Even though I promised myself during this quarantine that I’d be more selective with my choices of straight-to-streaming horror flicks I guess I’m just a glutton for punishment. Actually, in all honestly this latest film I’m reviewing wasn’t near as bad as some of the other underwhelming genre features of the last few months, but it’s still very flawed. “The Wretched” is a supernatural movie that premiered in 2019 at the Fantasia International Film Festival but received its wide release at the start of May 2020. Directed by Brett and Drew Pierce “The Wretched” doesn’t try very hard to stand out from the crowd, rather it attempts to blend in with the greats of the genre’s past by blatantly utilizing typical horror tropes and providing its own spin on these ideas. The result it a sufficiently creepy, if ultimately flawed, attempt to revisit a bygone era of horror.
“The Wretched” stars young up and comer John-Paul Howard as Ben, a rebellious teenager who visits his father for the summer taking employment as a dock worker. There he meets a young woman named Mallory, played by Piper Curda, as well as the seemingly perfect family next door. However when a strange evil entity invades the neighbors’ home Ben begins to suspect something is amiss when the neighbor kid goes missing leading him and Mallory to attempt to get the bottom of the mystery before the small town becomes a mass grave at the hands of the evil Wretch.
I’ll say this about the movie, it hooked me in right from the start with one of the most unsettling openings of the year. I mean I had to pause the movie after the first few minutes just to take in what I saw from the disturbing imagery to the sound design used to present the brutality behind a closed door. After that though “The Wretched” goes down hill into more generic horror territory. It’s very clear that this film is meant to emulate the summer camp or “Rear Window”-esque features that have littered the past few decades of the horror genre and it doesn’t really do much to reinvent or freshen up these ideas. It has a solid start but quickly ends up bogged down with Ben’s unconvincing relationship with his father, the seemingly required examination of the dawn of a teen’s sex drive, and a jumbled narrative structure that feels too rushed and somehow too sluggish at the same time. It doesn’t take long before we start to see the supernatural elements take hold but it does take a while before the creep factor starts to come into play leaving much of the film’s 95-minute run time more of a waiting game for the next effective jump scare, and if I’m being honest there are a few truly creepy moments that pay off so the film has that going for it.

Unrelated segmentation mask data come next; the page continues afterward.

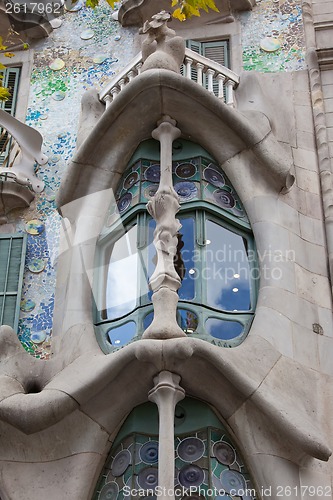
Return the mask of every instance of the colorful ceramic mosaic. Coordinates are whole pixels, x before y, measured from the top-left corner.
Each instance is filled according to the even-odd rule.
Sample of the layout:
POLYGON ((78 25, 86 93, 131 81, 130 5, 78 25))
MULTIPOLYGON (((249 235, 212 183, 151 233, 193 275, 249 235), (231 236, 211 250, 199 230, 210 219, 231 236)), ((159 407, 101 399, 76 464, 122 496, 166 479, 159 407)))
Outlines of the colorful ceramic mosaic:
MULTIPOLYGON (((45 189, 31 207, 9 214, 9 224, 28 233, 19 339, 34 356, 47 359, 52 336, 60 216, 55 197, 72 158, 80 102, 85 90, 100 88, 135 55, 132 28, 122 28, 102 2, 95 10, 65 13, 61 25, 34 46, 26 123, 44 138, 49 161, 38 176, 45 189)), ((58 23, 59 24, 59 23, 58 23)))
POLYGON ((305 69, 301 0, 257 0, 240 14, 244 70, 305 69))

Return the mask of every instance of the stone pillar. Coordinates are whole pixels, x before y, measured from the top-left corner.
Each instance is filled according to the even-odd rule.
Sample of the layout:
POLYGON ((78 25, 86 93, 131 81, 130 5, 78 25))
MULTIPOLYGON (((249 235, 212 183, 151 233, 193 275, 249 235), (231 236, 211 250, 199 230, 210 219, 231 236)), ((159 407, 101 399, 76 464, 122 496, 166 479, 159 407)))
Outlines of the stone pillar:
POLYGON ((181 228, 176 219, 180 205, 178 195, 172 185, 172 143, 180 136, 176 122, 164 116, 158 127, 152 132, 154 139, 161 144, 161 178, 155 196, 147 204, 147 210, 156 220, 154 245, 157 264, 149 285, 153 290, 154 319, 142 335, 143 339, 168 339, 185 337, 178 326, 176 310, 177 290, 181 279, 175 269, 174 259, 177 253, 177 233, 181 228))
POLYGON ((158 486, 160 500, 173 500, 175 483, 174 416, 176 404, 185 397, 180 387, 180 376, 162 371, 154 378, 155 386, 148 398, 157 404, 159 413, 158 486))

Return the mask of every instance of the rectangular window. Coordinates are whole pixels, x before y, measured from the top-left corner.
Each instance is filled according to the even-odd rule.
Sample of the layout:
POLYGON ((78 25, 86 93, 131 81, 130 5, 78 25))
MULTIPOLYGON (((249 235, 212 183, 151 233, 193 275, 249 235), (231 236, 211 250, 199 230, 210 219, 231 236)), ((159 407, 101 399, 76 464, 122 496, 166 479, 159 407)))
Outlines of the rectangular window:
POLYGON ((0 234, 0 324, 17 330, 26 234, 0 234))
MULTIPOLYGON (((8 101, 0 101, 0 109, 7 111, 12 116, 15 116, 20 72, 21 68, 6 68, 0 71, 0 76, 3 77, 2 85, 9 88, 10 91, 8 101)), ((11 150, 11 143, 9 134, 0 128, 0 165, 6 161, 11 150)))
POLYGON ((187 40, 186 45, 193 52, 207 57, 212 61, 229 68, 228 41, 215 40, 213 42, 198 42, 197 40, 187 40))

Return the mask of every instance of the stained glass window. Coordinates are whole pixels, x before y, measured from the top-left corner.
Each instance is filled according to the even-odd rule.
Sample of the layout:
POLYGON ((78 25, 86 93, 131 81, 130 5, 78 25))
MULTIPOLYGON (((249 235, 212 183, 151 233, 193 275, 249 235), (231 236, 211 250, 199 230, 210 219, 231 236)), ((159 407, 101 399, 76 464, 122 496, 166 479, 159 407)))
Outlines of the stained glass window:
MULTIPOLYGON (((158 150, 153 140, 138 148, 99 238, 95 321, 105 352, 139 339, 153 319, 149 278, 156 265, 156 224, 146 204, 159 185, 158 150)), ((182 225, 175 257, 178 323, 195 338, 236 346, 247 335, 256 299, 250 223, 228 177, 201 147, 176 141, 172 172, 182 225)))
MULTIPOLYGON (((255 500, 255 489, 239 451, 205 403, 193 398, 178 403, 174 451, 176 500, 188 495, 207 500, 255 500)), ((145 403, 131 412, 121 428, 93 500, 153 500, 157 486, 158 412, 153 403, 145 403)))

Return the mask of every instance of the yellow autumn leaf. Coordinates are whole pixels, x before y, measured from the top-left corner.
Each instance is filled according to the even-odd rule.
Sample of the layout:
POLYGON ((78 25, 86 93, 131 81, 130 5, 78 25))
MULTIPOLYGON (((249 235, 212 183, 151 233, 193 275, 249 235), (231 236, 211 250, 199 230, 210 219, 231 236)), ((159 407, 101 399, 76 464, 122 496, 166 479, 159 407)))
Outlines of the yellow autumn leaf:
POLYGON ((5 87, 0 87, 0 101, 8 101, 10 92, 5 87))
POLYGON ((4 56, 5 57, 15 57, 15 54, 13 54, 13 52, 5 52, 4 56))
POLYGON ((206 5, 215 12, 220 12, 219 9, 216 7, 214 0, 206 0, 206 5))
POLYGON ((186 17, 191 17, 191 16, 198 16, 200 17, 200 12, 197 8, 195 7, 192 7, 192 5, 190 4, 186 4, 184 5, 183 9, 186 11, 184 12, 184 14, 186 14, 186 17))
POLYGON ((0 36, 0 50, 6 50, 6 45, 3 45, 2 43, 2 36, 0 36))
POLYGON ((2 64, 2 63, 0 63, 0 70, 1 69, 6 69, 6 66, 4 64, 2 64))
POLYGON ((172 0, 171 7, 176 7, 178 0, 172 0))
POLYGON ((114 8, 114 4, 116 3, 116 0, 106 0, 106 2, 112 7, 114 8))
POLYGON ((172 16, 175 17, 176 19, 179 19, 179 21, 185 21, 186 19, 185 14, 183 14, 183 12, 180 9, 174 10, 172 16))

What’s more frustrating to me though is that the film has a solid final act to compliment it’s solid start where all hell breaks loose, a fun twist is revealed and we’re left with a cliffhanger that makes us question whether or not there was a happy ending. We also get to see a showdown with the Wretch that is sufficiently suspenseful and engrossing. The problem is the journey from the awesome opening to the fun conclusion is tedious, jumbled and does little to help teach us what we really need to know about either Ben or the Wretch. It has its moments, but the core of the movie, pretty much the entire second act, fails to do anything effective or fun with any of the story’s ideas or the familiar tropes the filmmakers decided to employ. I get that this movie was probably meant to be a mixed bag of clichés attempting to remind viewers what we loved about horror in the 80s but the final result fails to be anywhere near a cohesive homage.
I’ve said it before and I’ll say it again, these straight-to-streaming or on-demand horror releases continuously feel like they belong on these platforms. Other genres have proven to be more inventive and inspired in spite of the smaller scale release format, but once again we have a horror movie that means well but just doesn’t get the job done settling for an ineffective and safe mix of tropes and clichés to satisfy a viewership looking for endless variations of the same idea. Apparently, there’s a market for that, who knew (he said with sarcasm). Thanks to its more enjoyable qualities though I wouldn’t write off “The Wretched”. There’s a lot of room for improvement: the acting isn’t where it need to be, the second act is tedious and boring, and the pacing is all over the place, but I can submit that I found it to be a creepy premise with a beginning and end worth experiencing. It’s just too bad that all the good parts make up barely a half hour of the film’s total run time.
“The Wretched” has its spooky moments and should be credited with having a solid start and an entertaining finish as well as a fun twist and thought provoking final moment that forces viewers to question the truth. That right there is what makes this movie worth watching. If the rest of the film were that interesting, inspired, or unsettling it would have been awesome. As frustrated as I was with this movie as a whole it was an easy viewing and one of the better on-demand horror releases I’ve experienced during this quarantine even if that’s a very low bar to meet. My final say is this was a promising movie that knew what it wanted to be and starts and ends things off on the right foot. Sadly it fails to keep its balance all the way through resulting in an ultimately high-end mediocre final product.